BlogParola di Corsaro
Tempo di lettura: 12 minuti
di Alyoska Costantino @AlyxF1
10 Dicembre 2020 - 10:00

Seppur meno storica della “sorella più piccola”, la 205, anche la 405 ha un passato meritevole di esser raccontato.


Il periodo delle festività natalizie si avvicina a grandi passi, anche in un anno sventurato come questo. In qualche modo, la magia del Natale riesce ad avvolgere tutti, chi più chi meno. Natale, oltre essere sinonimo di un periodo da passare in compagnia della gente che si ama, è anche un periodo dove si danno e ricevono doni.

Ciò che (mi) piace del Natale è che ogni famiglia lo festeggia… un po’ a modo proprio. Si parte dagli addobbi dentro e fuori casa, passando per la presenza o meno di albero natalizio e presepe fino al come si svolge la fatidica serata del 24 dicembre, la vigilia. Nella mia famiglia non siamo tipi molto fantasiosi a dire il vero, e perciò, anziché provare a regalare qualcosa d’imprevedibile al prossimo, preferiamo chiedere a priori cosa c’è nella lista dei desideri di coloro a cui vogliamo bene.

Nella mia quest’anno c’era un modellino d’auto, ma non uno qualsiasi. Il mio interesse si è infatti concentrato su una vettura che ha fatto la storia delle corse automobilistiche, soprattutto quelle fuoristrada. Sto parlando della Peugeot 405 T16, nella versione Grand Raid del 1990 che, nella colorazione giallo-blu dello sponsor di tabacco Camel, dominò la 12a edizione della Parigi-Dakar. Fortunatamente, il regalo è arrivato sotto l’albero (con largo, larghissimo anticipo a essere onesti… non c’era nemmeno l’albero ancora).

Questa è anche l’occasione ideale per raccontare, tramite quest’articolo, la storia dietro la nascita di questa straordinaria vettura. Il tutto, a dire il vero, non parte tanto dalla Dakar quanto più dai rally più classici, quelli del campionato mondiale.

Gli anni ’80 del rally sono infatti divenuti, nell’immaginario collettivo, l’epoca d’Oro di queste competizioni, con l’arrivo di marchi e piloti dal livello assoluto e la nascita di una nuova categoria di mezzi, il Gruppo B. Esso nacque ufficialmente nel 1982, ma le sue radici sono ancora più profonde e risalenti al 1979, quando la Federazione Internazionale dello Sport Automobilistico (la FISA) decise di abolire il veto sulle vetture a quattro ruote motrici presente fino ad allora, permettendo anche alle auto a trazione integrale di accedere in campionato.

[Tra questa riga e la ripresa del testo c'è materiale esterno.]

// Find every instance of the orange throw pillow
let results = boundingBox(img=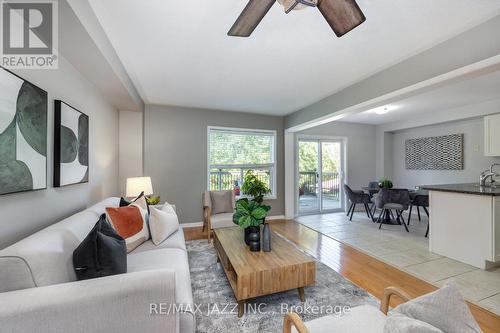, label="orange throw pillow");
[106,204,149,253]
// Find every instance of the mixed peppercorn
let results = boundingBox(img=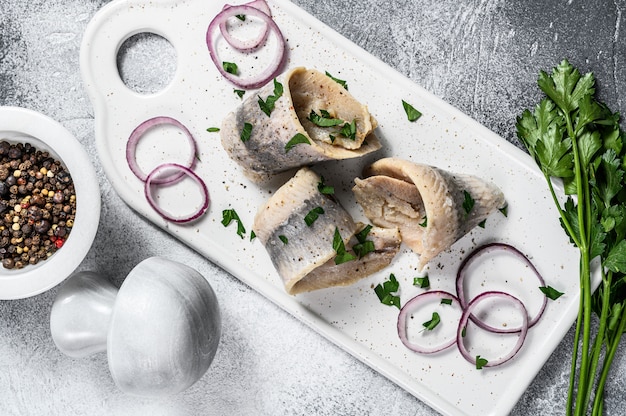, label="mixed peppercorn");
[0,140,76,269]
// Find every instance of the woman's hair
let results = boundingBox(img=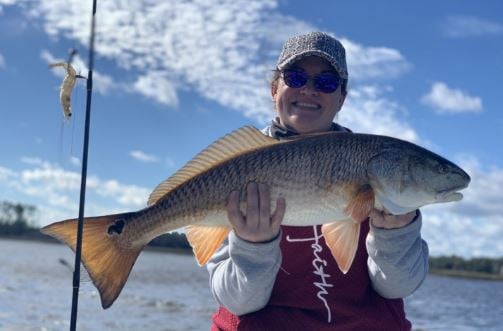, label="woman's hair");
[271,69,348,96]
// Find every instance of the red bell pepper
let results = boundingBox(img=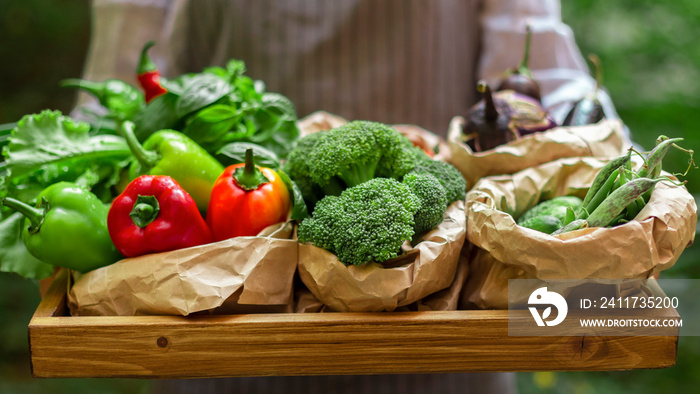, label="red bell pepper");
[207,149,290,241]
[107,175,213,257]
[136,41,168,103]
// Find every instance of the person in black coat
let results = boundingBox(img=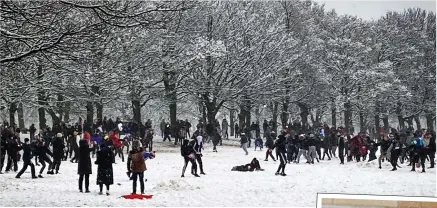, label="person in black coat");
[264,132,276,162]
[338,133,344,165]
[77,139,93,193]
[52,133,65,174]
[6,133,21,172]
[15,138,38,178]
[270,131,287,176]
[428,132,436,168]
[181,138,200,178]
[34,140,53,178]
[95,144,115,195]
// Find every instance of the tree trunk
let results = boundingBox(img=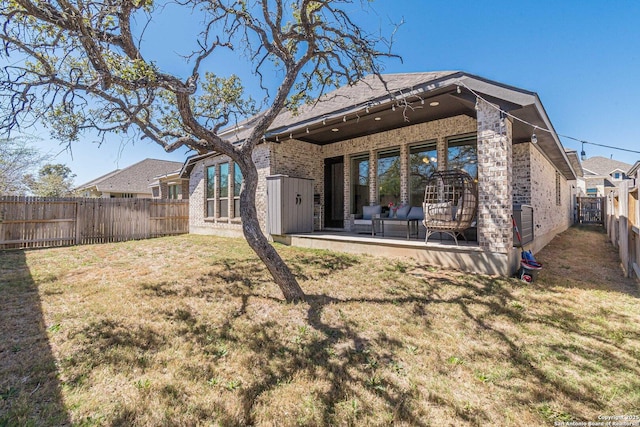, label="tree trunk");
[240,160,305,302]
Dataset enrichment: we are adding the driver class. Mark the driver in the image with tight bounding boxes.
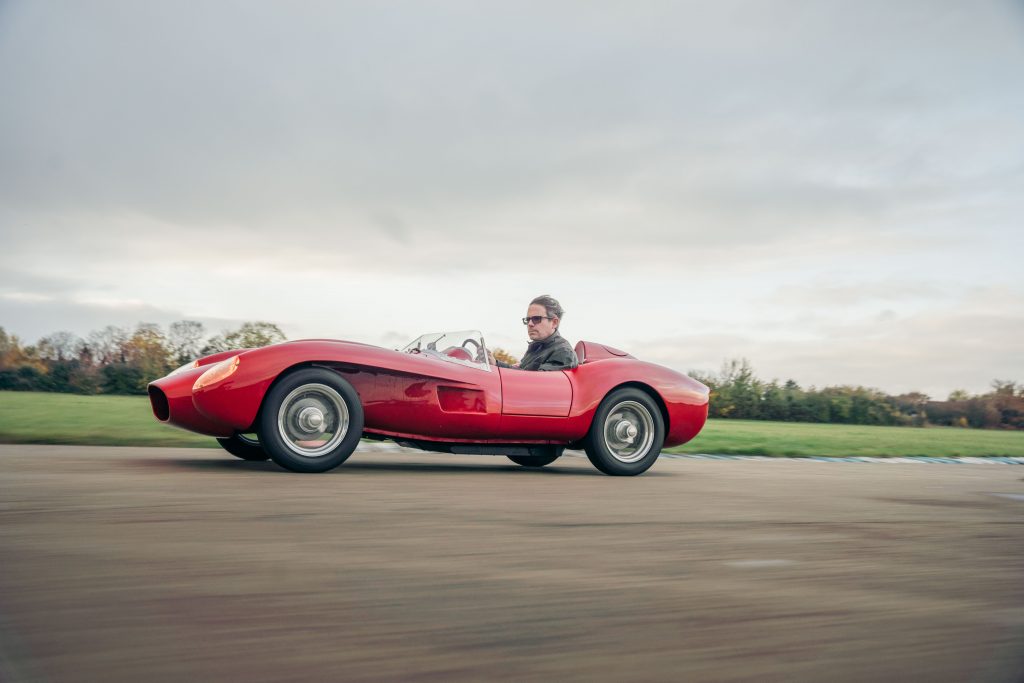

La prima grande Casa a lanciarsi a capofitto in un progetto all’epoca avveniristico fu l’Audi. A cavallo tra i due decenni il marchio dei Quattro Cerchi aveva già effettuato degli importanti test segreti per un eventuale approdo nelle competizioni, e queste speranze si concretizzarono nell’Audi quattro, progetto chiamato inizialmente con la sigla “EA 262”.

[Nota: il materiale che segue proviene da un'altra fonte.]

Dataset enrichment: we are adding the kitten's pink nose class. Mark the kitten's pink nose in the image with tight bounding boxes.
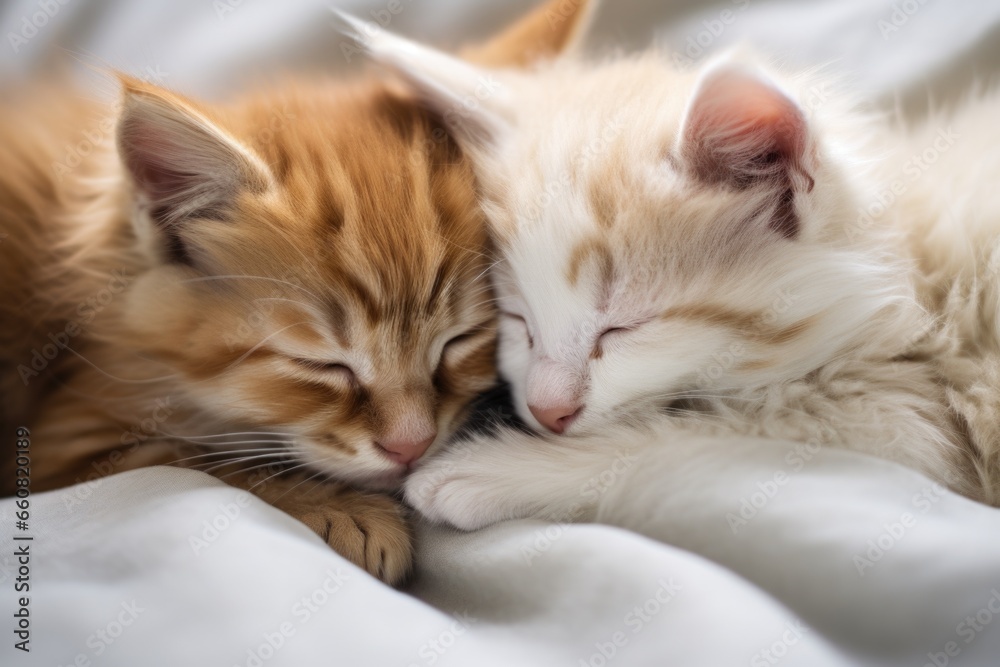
[375,433,437,465]
[528,403,583,433]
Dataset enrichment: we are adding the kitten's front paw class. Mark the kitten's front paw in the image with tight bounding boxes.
[405,450,515,530]
[275,487,413,586]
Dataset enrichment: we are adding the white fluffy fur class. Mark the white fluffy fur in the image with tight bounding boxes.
[370,28,1000,528]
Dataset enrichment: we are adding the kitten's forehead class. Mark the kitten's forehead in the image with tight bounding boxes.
[227,84,490,372]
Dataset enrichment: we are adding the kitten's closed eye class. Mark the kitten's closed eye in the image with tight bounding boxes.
[292,358,357,384]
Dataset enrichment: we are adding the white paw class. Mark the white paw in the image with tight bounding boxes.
[405,447,516,530]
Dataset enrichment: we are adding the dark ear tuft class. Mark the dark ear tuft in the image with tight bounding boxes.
[117,77,272,262]
[679,63,815,238]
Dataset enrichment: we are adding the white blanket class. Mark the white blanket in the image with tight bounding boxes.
[0,0,1000,667]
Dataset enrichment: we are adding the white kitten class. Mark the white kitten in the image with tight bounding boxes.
[352,3,1000,528]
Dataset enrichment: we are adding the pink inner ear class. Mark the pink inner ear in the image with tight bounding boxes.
[682,67,811,187]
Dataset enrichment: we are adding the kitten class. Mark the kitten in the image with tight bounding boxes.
[0,0,592,583]
[356,1,1000,529]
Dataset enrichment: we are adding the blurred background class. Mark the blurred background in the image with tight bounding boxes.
[0,0,1000,114]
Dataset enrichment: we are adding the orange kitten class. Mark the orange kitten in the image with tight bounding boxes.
[0,0,588,583]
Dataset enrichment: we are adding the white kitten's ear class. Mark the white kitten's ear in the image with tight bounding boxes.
[117,77,273,261]
[337,12,513,149]
[678,59,815,238]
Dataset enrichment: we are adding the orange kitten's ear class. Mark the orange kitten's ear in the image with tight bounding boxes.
[461,0,600,67]
[117,77,273,260]
[678,61,812,189]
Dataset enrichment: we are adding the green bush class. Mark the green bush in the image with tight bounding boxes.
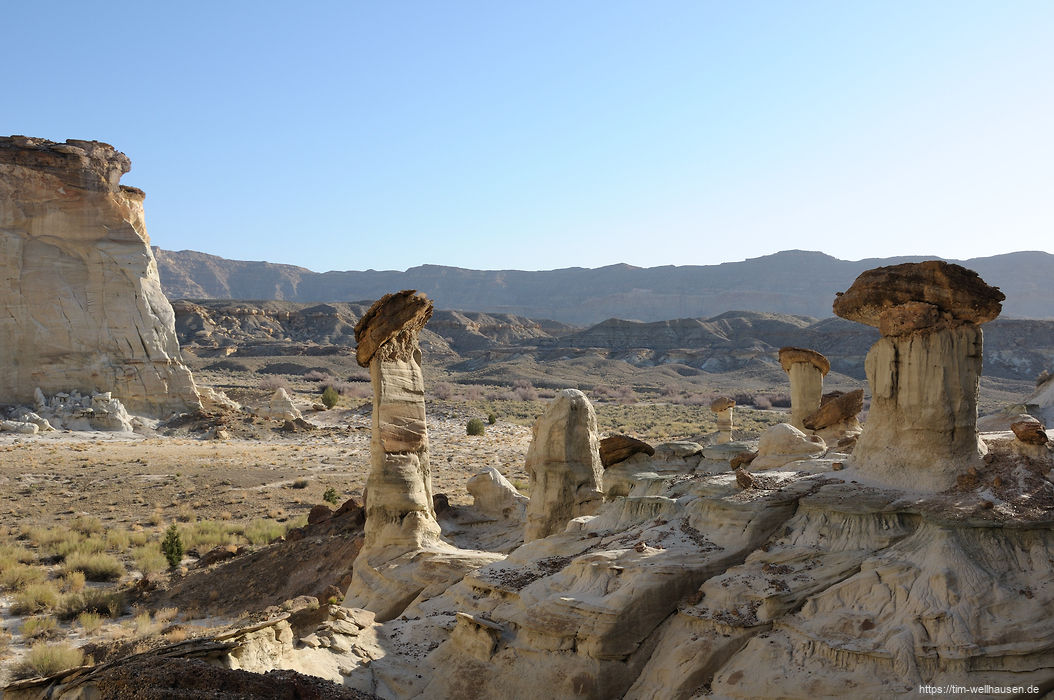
[161,523,183,568]
[323,387,340,408]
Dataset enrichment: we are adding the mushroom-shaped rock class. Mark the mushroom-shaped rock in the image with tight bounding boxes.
[524,389,604,542]
[466,467,527,520]
[834,260,1007,335]
[600,435,656,469]
[355,289,432,367]
[804,389,863,443]
[1010,421,1049,445]
[834,260,1003,490]
[749,423,827,469]
[780,347,831,430]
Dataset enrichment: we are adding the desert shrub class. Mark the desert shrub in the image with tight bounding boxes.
[161,523,183,568]
[22,615,59,639]
[56,588,124,620]
[323,386,340,408]
[132,544,167,575]
[62,571,86,594]
[11,583,60,615]
[16,642,84,678]
[246,518,286,544]
[201,359,249,372]
[135,613,161,637]
[72,516,104,534]
[0,564,47,590]
[65,552,124,581]
[512,380,538,401]
[77,611,102,635]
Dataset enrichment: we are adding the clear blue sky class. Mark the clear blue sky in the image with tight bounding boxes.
[8,0,1054,271]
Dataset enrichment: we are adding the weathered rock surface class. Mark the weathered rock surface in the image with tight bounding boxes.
[466,467,528,521]
[749,423,827,469]
[803,389,863,444]
[345,291,501,620]
[600,435,656,469]
[835,260,1003,490]
[834,260,1007,335]
[779,347,831,430]
[256,387,304,422]
[524,389,604,542]
[0,136,199,416]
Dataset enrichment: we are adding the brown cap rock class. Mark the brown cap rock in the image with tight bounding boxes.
[355,289,432,367]
[834,260,1007,335]
[780,347,831,375]
[600,435,656,469]
[1010,421,1047,445]
[710,396,736,413]
[803,389,863,430]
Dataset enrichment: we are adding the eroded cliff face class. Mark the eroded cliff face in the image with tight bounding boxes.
[0,136,200,416]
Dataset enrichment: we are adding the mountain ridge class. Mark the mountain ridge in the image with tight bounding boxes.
[154,248,1054,326]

Nel 1980 il modello stradale venne lanciato, mentre nel 1981, al Rally di Montecarlo, la berlina tedesca fece il suo debutto nel mondiale dopo una prima apparizione sempre nell’’80 nello Janner Rally in Austria. Nonostante il risultato al “Monte” fu deludente per lo squadrone Audi, con Hannu Mikkola fuori per incidente e Michèle Muton ritiratasi per dei problemi dovuti a della benzina sporca, si capì da subito il vantaggio tecnico di cui disponeva la quattro, grazie alle quattro ruote motrici e al motore turbo cinque cilindri, con oltre 300 cavalli di potenza. Fu l’inizio di una nuova era.

Michèle Muton e Fabrizia Pons al Rally di Sanremo 1981. Le due ragazze saranno il primo equipaggio tutto femminile a vincere una gara. (Fonte immagine: pinterest.cl)

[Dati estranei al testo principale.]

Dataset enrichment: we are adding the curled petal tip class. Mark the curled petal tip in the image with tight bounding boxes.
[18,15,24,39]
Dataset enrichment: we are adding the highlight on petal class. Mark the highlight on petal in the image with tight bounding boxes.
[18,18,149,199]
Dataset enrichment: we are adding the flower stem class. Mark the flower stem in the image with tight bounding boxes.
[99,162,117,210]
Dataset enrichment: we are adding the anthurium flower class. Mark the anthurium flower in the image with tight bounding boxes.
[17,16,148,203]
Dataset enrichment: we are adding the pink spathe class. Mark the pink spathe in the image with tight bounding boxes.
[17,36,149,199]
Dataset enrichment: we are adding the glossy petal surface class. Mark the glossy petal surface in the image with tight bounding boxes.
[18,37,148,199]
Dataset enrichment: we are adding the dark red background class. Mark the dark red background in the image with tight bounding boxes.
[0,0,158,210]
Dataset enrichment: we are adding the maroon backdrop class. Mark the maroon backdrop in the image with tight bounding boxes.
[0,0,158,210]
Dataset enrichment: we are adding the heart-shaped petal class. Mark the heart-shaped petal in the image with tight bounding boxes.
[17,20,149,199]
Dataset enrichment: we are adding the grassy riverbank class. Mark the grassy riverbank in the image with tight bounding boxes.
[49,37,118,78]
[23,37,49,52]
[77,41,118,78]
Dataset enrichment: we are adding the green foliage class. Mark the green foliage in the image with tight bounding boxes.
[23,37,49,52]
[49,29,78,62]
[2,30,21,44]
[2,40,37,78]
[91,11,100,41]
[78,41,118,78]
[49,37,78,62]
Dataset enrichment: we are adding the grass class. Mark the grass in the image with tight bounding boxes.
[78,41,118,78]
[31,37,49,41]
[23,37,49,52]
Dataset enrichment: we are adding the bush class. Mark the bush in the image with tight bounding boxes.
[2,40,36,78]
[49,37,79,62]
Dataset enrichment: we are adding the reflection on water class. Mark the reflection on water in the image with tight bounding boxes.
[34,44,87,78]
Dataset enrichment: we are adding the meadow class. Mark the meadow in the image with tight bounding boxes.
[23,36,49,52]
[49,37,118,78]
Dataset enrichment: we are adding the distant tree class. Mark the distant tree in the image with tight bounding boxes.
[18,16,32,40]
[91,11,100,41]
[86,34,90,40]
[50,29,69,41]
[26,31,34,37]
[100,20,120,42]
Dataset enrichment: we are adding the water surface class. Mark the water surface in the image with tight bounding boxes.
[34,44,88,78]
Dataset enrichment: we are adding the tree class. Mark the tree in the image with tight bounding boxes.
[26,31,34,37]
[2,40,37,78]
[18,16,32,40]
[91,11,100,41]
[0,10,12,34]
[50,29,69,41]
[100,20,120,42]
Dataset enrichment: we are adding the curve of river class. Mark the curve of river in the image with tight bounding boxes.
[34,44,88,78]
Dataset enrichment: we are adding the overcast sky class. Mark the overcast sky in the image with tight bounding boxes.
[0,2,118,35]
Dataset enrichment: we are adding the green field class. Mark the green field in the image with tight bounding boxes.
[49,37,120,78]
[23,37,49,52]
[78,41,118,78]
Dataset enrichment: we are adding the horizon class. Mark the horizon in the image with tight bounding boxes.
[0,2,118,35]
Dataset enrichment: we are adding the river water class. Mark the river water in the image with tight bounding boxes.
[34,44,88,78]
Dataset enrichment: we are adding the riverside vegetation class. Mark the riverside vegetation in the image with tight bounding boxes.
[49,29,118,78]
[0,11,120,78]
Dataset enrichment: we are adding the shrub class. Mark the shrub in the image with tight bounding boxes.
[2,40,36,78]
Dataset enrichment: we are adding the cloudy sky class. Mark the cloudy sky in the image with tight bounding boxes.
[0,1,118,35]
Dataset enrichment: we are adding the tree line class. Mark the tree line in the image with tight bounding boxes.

Un’era tanto intensa quanto breve, va detto. Nel 1982 nacque, come detto in precedenza, il Gruppo B, categoria nata per spronare i grandi marchi a competere nel mondiale rally e a spingersi ai limiti (e anche oltre) dell’innovazione motoristica e tecnologia. Ciò era permesso anche dal regolamento molto permissivo, che permetteva di costruire solo 200 esemplari di un modello da far gareggiare e di implementare ulteriori evoluzioni costruendo soltanto altre 20 auto (le cosiddette “innovazioni annuali”).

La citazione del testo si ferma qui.